The openness of the relationship between Narbonne and de Staël seems to have shocked the more prudish English middle class, and unfortunately, Fanny Burney was terrified this friendship might jeopardize her pension from the Queen; she refused all further invitations. In vain Germaine tried to reassure her that far from being Jacobins, she and her friends had ‘barely escaped the Jacobins' knives'. When Susan Phillips tried to explain her sister's conduct, Germaine was dumbfounded: ‘Do you mean to say that in this country a woman is treated as a minor all life long? It seems to me that your sister behaves like a girl of fourteen.'

LITERARY FRIENDSHIP

Vita Sackville-West and Virginia Woolf had an affair which lasted some months, until it changed into a literary, supportive friendship. Woolf's novel
Orlando
(1928) is partly based on the flamboyant Vita, born at Knole. Here, Vita analyses her first reactions:

 

Long Barn

Weald

Sevenoaks

11 October

My darling

I am in no fit state to write to you – and as for cold and considered opinions, (as you said on the telephone) such things do not exist in such a connection. At least, not yet. Perhaps they will come later. For the moment, I can't say anything except that I am completely dazzled, bewitched, enchanted, under a spell.

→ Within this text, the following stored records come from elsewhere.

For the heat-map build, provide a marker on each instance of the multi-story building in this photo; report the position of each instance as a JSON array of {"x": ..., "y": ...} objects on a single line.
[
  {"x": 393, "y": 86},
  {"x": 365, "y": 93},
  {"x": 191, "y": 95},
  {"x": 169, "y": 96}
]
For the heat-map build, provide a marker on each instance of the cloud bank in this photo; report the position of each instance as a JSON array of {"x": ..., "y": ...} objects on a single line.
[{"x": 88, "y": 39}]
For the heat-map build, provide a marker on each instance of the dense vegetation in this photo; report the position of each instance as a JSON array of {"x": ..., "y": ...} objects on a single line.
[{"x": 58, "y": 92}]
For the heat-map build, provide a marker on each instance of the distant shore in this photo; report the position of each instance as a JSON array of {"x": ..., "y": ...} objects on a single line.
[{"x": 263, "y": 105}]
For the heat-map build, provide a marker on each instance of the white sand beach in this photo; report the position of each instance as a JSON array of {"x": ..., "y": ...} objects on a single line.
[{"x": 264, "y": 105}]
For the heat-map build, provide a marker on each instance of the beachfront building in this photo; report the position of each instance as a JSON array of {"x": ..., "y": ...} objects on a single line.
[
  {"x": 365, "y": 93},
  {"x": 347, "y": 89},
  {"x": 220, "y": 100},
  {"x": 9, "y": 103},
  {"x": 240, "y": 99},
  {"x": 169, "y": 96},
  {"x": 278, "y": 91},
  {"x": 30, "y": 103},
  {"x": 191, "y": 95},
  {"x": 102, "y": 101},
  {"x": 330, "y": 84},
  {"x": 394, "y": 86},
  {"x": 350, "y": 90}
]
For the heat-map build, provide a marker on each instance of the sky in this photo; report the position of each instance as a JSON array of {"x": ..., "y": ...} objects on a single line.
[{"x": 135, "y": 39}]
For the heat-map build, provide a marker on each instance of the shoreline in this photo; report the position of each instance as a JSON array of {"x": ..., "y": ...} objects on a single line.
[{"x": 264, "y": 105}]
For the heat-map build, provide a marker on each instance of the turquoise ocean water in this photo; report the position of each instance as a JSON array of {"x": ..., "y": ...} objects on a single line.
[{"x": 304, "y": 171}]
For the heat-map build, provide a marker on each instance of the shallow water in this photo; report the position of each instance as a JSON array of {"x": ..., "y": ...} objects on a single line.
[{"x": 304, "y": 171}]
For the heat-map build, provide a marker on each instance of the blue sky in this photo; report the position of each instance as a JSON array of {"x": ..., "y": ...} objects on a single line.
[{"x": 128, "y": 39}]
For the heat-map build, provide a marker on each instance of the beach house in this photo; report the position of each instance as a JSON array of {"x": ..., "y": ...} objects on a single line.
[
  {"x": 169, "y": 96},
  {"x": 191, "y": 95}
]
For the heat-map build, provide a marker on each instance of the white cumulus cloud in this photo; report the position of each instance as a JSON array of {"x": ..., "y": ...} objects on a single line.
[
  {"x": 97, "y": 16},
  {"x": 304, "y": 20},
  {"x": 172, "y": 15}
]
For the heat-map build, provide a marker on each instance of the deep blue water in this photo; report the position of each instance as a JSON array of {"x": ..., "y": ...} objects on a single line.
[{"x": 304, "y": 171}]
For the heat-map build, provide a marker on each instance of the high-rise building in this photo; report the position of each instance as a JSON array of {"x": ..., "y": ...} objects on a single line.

It seems to me the loveliest, wisest,
richest
book that I have ever read, – excelling even your own
Lighthouse
. Virginia, I really don't know what to say, – am I right? am I wrong? am I prejudiced? am I in my senses or not? It seems to me that you have really shut up that ‘hard and rare thing' in a book; that you have had a complete vision; and yet when you came down to the sober labour of working it out, have never lost sight of it nor faltered in the execution. Ideas come to me so fast that they trip over each other and I lose them before I can put salt on their tails; there is so much I want to say, yet I can only go back to my first cry that I am bewitched. You will get letters, very reasoned and illuminating, from many people; I can only tell you that I am really shaken, which may seem to you useless and silly, but which is really a greater tribute than pages of calm appreciation, – and then after all it does touch me so personally, and I don't know what to say about that either, only that I feel like one of those wax figures in a shop window, on which you have hung a robe stitched with jewels. It is like being alone in a dark room with a treasure chest full of rubies and nuggets and brocades. Darling, I don't know and scarcely even like to write, so overwhelmed am I, how you could have hung so splendid a garment on so poor a peg. Really, this isn't false humility;
really
it isn't. I can't write about that part of it, though, much less ever tell you verbally.